Mike Huckabee: Liberal Media Distort My 'Libido' Comments

Friday, 24 Jan 2014 02:31 PM
By Melanie Batley





Former Arkansas Gov. Mike Huckabee slammed the liberal backlash against his remarks about government-funded contraception — and blamed Twitter posts by two mainstream reporters for lighting the fire.

“I'm always flattered when people on the far left manufacture a new version of being ‘offended,’” Huckabee told Fox News' Howard Kurtz. “They can be quite creative in finding something that hurts their feelings.”
The 2012 GOP presidential candidate told Newsmax's Steve Malzberg on Monday that claims by Democrats of a GOP "war on women" were "incredibly demeaning" to U.S. women "because women are far more than the Democrats will play them to be."

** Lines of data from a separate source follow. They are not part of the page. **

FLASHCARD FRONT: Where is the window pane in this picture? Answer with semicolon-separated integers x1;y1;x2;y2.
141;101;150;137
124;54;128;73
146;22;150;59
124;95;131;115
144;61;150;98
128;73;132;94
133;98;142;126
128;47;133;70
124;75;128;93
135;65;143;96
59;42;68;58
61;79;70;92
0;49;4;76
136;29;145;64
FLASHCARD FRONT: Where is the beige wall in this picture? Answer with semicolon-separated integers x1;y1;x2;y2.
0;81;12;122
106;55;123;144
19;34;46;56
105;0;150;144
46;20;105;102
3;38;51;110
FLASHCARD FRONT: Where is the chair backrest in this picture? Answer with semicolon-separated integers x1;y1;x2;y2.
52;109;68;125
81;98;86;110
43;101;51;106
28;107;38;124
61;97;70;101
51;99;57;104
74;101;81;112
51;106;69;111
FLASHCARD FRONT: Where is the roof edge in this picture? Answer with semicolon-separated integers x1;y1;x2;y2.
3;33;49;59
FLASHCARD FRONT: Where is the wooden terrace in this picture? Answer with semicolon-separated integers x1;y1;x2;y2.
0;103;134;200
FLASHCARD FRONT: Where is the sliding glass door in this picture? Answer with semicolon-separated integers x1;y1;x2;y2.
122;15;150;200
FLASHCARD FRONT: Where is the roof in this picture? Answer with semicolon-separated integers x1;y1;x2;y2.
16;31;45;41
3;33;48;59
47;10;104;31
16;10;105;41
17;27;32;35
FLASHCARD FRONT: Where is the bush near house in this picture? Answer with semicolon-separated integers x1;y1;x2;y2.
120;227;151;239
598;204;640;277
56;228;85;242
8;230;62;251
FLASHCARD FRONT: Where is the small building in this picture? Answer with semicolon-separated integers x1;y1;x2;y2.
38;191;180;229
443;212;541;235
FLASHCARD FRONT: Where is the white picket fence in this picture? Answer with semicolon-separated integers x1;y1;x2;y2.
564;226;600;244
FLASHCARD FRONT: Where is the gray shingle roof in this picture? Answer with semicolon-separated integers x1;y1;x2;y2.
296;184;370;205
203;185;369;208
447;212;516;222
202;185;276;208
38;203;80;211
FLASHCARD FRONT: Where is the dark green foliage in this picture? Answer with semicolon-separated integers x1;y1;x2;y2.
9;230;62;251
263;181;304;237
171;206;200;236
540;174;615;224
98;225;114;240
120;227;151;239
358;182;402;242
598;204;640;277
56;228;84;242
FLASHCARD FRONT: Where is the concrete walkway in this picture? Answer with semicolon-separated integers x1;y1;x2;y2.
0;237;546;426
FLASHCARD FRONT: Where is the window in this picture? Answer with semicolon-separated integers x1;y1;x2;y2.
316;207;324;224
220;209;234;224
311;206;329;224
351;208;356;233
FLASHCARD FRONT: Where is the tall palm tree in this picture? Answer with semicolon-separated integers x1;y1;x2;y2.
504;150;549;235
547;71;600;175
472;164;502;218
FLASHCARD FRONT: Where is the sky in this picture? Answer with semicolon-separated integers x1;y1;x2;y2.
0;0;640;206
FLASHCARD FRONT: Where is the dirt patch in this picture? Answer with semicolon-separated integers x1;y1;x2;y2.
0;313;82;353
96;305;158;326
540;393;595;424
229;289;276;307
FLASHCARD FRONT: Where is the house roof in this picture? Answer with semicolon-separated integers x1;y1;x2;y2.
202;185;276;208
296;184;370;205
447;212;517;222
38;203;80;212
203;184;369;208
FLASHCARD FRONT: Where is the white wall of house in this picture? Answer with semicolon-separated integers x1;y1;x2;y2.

In similar comments in a speech at the Republican National Committee meeting Thursday, Huckabee said, "Women I know are smart, educated, intelligent, capable of doing anything that anyone else can do. Our party stands for the recognition of the equality of women and the capacity of women. That's not a war on them. It's a war for them."

He added, "And if the Democrats want to insult the women of America by making them believe that they are helpless without Uncle Sugar coming in and providing for them a prescription each month for birth control because they cannot control their libido or their reproductive system without the help of government, then so be it."

Huckabee noted that NBC’s Kasie Hunt and CNN’s Dana Bash distorted his meaning when they “erroneously tweeted” his remarks.

Their tweets indicated that the "Uncle Sugar" and "libido" remarks were his opinion, Huckabee told Kurtz, which is  “the polar opposite" of what he actually said. 

Hunt and Bash corrected their tweets “because they so totally blew it," Huckabee said. "And now it’s a scandal?”